Below is a Python script to interact with the Content Understanding API, based on Azure-Samples.

import requests
import time

# Replace with your endpoint and key
endpoint = "https://<your-resource>.cognitiveservices.azure.com"
key = "<your-api-key>"
analyzer_id = "prebuilt-documentAnalyzer"
file_url = "https://github.com/Azure-Samples/azure-ai-content-understanding-python/raw/refs/heads/main/data/invoice.pdf"

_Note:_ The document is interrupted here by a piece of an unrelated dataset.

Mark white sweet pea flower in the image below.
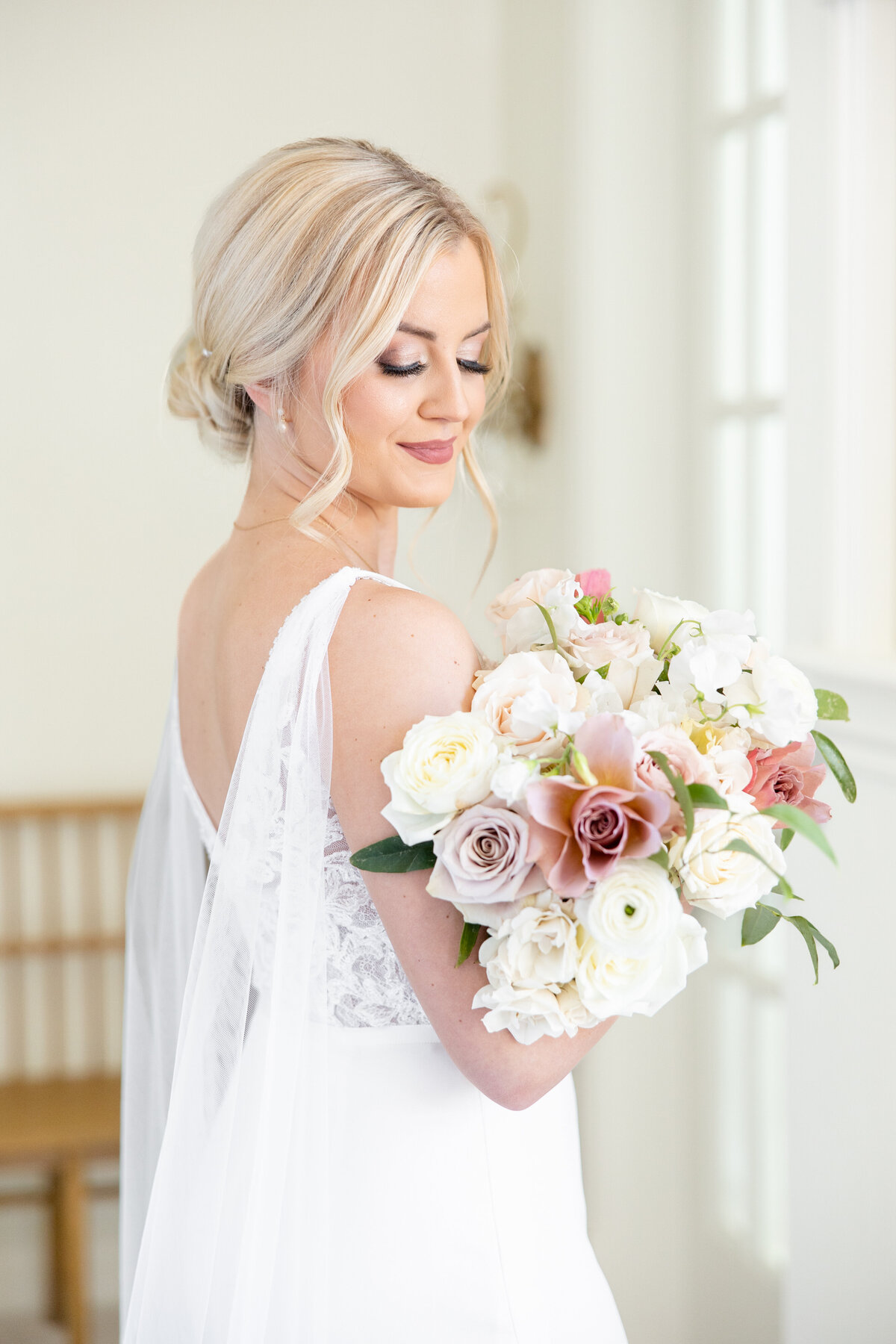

# POST request to start analysis
url = f"{endpoint}/contentunderstanding/analyzers/{analyzer_id}/analyze?api-version=2025-05-01-preview"
headers = {
    "Ocp-Apim-Subscription-Key": key,
    "Content-Type": "application/json"
}
body = {"url": file_url}

response = requests.post(url, headers=headers, json=body)
operation_location = response.headers["Operation-Location"]

# Poll for results
while True:
    response = requests.get(operation_location, headers={"Ocp-Apim-Subscription-Key": key})
    result = response.json()
    if result["status"] in ["Succeeded", "Failed"]:
        break
    time.sleep(1)

if result["status"] == "Succeeded":
    print(result["result"]["fields"])
else:
    print("Analysis failed:", result)

Common Use Cases :

Azure AI Content Understanding is designed for various enterprise scenarios, including:

Post-Call Analytics: Extracts insights from call center recordings or meeting transcripts, identifying sentiment, speakers, and key entities (e.g., names, companies).
Media Asset Management: Extracts features from images and videos for better content searchability and management, such as identifying brands or settings.
Financial Services: Automates processing of complex documents like contracts, loan applications, or financial reports by extracting key fields and clauses.
Tax Processing: Simplifies data extraction from diverse tax forms to create consolidated views.
Retrieval-Augmented Generation (RAG): Builds indexes from extracted image or document data to power chat-based applications.
Website Personalization: Companies like WPP use it to transform static website content into dynamic, conversational interfaces by extracting data from text, PDFs, images, and videos.

Best Practices :

Schema Design: Use precise field descriptions (e.g., “Customer Name: The name of the client, not the mailing address”).
Confidence Thresholds: Set higher thresholds (e.g., 0.80) for critical fields like invoice totals and lower for non-critical fields like comments.
Language Selection: For audio/video, limit transcription languages (e.g., English and Spanish only) to reduce errors.
Preprocessing: Use high-resolution scans and preprocess data to remove noise for better accuracy.
Batch Processing: Process files in batches to minimize API calls and costs.
Testing: Test analyzers with diverse samples to ensure robustness.

Limitations :

File Size: Up to 1 GB or 4 hours for audio/video.
Video Processing: Frame sampling at ~1 FPS and 512×512 resolution may miss rapid motions or small text.
Face Capabilities: Restricted to Microsoft-managed customers with registration via the Face Recognition intake form.
Pro Mode: Limited to document inputs; multimodal support is planned.
Preview Status: No SLA, and features may change before GA.

Pricing:

Model: Pay-as-you-go, based on input (content extraction) and output (field extraction) costs.
Free Trial: Available for up to 30 days with an Azure free account.
Details: Visit the Azure AI Content Understanding pricing page for cost estimates.

Security and Compliance:

Adheres to GDPR, HIPAA, and Microsoft’s Responsible AI principles.
Data encryption and secure access controls are standard.
Biometric data processing (e.g., face recognition) requires user consent and compliance with data protection laws.
Content filtering prevents harmful content, with modified filtering available for approved customers via the Azure OpenAI Limited Access Review form.